Father’s Day was founded in Spokane, Washington, after Sonora Dodd proposed the idea to the Spokane YMCA in 1910. Dodd believed that fathers deserved recognition, and the first celebration was held on June 19, 1910. Initially, it was a religious day, but it quickly turned commercial, leading to many rejecting it. It only became a federal holiday in 1972.

In 1996, two college students in Washington discovered one of the oldest intact skeletons in North America while swimming in the Columbia River. They alerted the authorities, who informed the coroner and a local archaeologist.

After a skeleton was discovered in a silty riverbed, it was found to be at least 9,000 years old and unlike any skeletons of today. Named the Kennewick Man, it had a broken stone spear point embedded in its hip, making it one of the most significant findings in North America.

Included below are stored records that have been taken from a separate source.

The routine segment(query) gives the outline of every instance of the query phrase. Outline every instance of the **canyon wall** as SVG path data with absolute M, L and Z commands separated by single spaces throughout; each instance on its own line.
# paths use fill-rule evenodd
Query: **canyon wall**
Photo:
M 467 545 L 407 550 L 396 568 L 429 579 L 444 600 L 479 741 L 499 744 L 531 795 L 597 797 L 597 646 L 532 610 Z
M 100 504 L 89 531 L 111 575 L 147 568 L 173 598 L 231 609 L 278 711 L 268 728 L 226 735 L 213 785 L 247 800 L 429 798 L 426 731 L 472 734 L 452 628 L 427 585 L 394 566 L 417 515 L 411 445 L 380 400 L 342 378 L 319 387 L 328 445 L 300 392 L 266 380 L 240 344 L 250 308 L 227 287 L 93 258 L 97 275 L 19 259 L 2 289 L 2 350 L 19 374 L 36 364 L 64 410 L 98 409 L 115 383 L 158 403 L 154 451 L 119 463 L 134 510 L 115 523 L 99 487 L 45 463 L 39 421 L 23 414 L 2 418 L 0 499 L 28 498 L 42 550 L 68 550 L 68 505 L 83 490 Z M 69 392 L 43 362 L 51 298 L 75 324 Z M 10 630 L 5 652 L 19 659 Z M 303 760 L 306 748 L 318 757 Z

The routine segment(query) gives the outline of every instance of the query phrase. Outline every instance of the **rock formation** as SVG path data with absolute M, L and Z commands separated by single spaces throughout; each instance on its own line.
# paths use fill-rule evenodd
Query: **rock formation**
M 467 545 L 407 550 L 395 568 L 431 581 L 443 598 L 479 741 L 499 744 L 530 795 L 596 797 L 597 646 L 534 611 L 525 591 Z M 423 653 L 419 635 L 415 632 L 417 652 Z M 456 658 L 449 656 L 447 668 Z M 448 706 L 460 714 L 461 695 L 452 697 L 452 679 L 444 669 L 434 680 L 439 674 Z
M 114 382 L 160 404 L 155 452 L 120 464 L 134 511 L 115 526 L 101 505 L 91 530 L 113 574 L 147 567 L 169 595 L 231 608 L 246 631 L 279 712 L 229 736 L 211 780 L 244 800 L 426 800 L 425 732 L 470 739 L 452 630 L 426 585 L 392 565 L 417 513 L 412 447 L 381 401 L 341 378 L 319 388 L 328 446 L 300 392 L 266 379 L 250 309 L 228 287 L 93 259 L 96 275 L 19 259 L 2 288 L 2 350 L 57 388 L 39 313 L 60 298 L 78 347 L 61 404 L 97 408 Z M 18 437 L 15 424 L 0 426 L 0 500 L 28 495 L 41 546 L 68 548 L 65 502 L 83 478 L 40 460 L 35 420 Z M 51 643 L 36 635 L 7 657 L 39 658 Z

Amazon was founded in a garage near Seattle, Washington by Jeff Bezos, who had quit his job as vice president of a Wall Street firm to capitalize on the internet business boom. Originally called Cadabra Inc., the online retailer of books was renamed Amazon due to confusion with the word “cadaver.” Within two months of starting the business in 1995, Bezos was earning $20,000 in weekly sales.

Over half of Washington state is covered in forests, mostly on the westward side of the Cascade Range. These forests are home to a wide variety of flora and fauna and are mostly federal land, with some commercial use. The National Forests protect much of Washington’s forests.

Washington is home to the oldest squirrel bridge in the United States, Nutty Narrows, built in Longview in 1963 to provide a safe crossing for squirrels between an office building and a nearby city park. Since then, four other bridges have been built for squirrels in Longview and have become popular tourist attractions.

As the most north-western state in the contiguous United States, Washington has a lot to offer. It has found a balance between preserving nature and making progressive strides, making it one of the finest U.S. states. Visitors should remember to pack an umbrella when traveling to the Evergreen State.


1. What is Washington known for?

Washington is known for its iconic landmarks like the White House, the Lincoln Memorial, and the Washington Monument. The city is also the political capital of the United States and home to many important government institutions.

2. What is the history of Washington?

Washington was founded as the capital of the United States in 1791. The city was named after George Washington, the first president of the United States. Throughout its history, Washington has played a pivotal role in American politics and culture.

3. What are some famous landmarks in Washington?

Washington is home to many famous landmarks, including the White House, the Lincoln Memorial, the Washington Monument, and the National Mall. Other popular attractions include the Smithsonian museums and the National Zoo.

4. What is the climate like in Washington?

Washington has a humid subtropical climate, which means it has hot summers and cold winters. The city also experiences occasional hurricanes and thunderstorms.

5. What is the population of Washington?

The population of Washington is around 700,000 people. The metropolitan area, which includes nearby cities like Alexandria and Arlington, has a population of over 6 million people.

6. What is the economy like in Washington?

Washington has a diverse economy that includes government, tourism, and technology. Some of the city’s largest employers include the federal government, Georgetown University, and MedStar Health.

7. What are some famous events that take place in Washington?

Washington is home to many famous events, including the National Cherry Blossom Festival, which celebrates the arrival of spring in the city. The city also hosts many political events, such as presidential inaugurations.

8. What is the transportation system like in Washington?

Washington has a robust transportation system that includes a metro system, buses, and taxis. The city is also bike-friendly, with many bike lanes and rental services available.